La relance des appels d'offres est un autre moteur du redémarrage des transactions.
En Algérie, le premier round depuis dix ans a abouti à l'attribution de cinq blocs sur six, avec des conditions fiscales révisées et un régime de partage de production plus attractif.
En Libye, le retour sur la scène internationale après 17 ans d'interruption s'est matérialisé par 22 blocs proposés aux investisseurs, assortis de dispositifs incitatifs.
Cette évolution traduit un tournant ; l'Afrique cherchant à combiner sécurité énergétique, attractivité fiscale et ouverture aux partenariats internationaux.

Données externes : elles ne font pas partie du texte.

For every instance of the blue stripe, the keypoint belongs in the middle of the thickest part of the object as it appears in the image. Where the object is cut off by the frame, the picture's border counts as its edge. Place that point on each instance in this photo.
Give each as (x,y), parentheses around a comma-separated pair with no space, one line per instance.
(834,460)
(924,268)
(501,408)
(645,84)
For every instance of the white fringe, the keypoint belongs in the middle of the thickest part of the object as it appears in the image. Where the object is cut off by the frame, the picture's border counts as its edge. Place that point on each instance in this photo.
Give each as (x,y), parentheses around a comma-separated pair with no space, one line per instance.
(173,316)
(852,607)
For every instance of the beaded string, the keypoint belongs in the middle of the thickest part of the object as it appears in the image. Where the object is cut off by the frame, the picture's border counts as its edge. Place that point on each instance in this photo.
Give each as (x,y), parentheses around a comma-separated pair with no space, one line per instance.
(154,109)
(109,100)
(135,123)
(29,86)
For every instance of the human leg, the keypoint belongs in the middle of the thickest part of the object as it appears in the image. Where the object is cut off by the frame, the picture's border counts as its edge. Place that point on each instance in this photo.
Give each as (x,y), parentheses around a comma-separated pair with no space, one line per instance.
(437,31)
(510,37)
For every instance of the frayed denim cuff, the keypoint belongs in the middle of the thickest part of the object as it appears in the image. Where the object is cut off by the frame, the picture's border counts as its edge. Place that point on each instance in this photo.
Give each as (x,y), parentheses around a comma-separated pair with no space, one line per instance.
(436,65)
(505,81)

Selon NJ Ayuk, président exécutif de la Chambre africaine de l'énergie, 2026 devrait être marquée par une vague de consolidations entre compagnies de taille moyenne et opérateurs indépendants africains.
‘'Le secteur pétrolier et gazier africain entre dans une phase de maturité, avec des regroupements qui renforceront la compétitivité et l'efficacité des acteurs locaux'', explique-t-il.
Autre tendance émergente, l'essor des échanges d'actions comme mode de transaction, complémentaire aux paiements en liquidités. Cette évolution illustre une sophistication croissante du marché, portée par la montée en puissance des bourses régionales et des fonds d'investissement africains.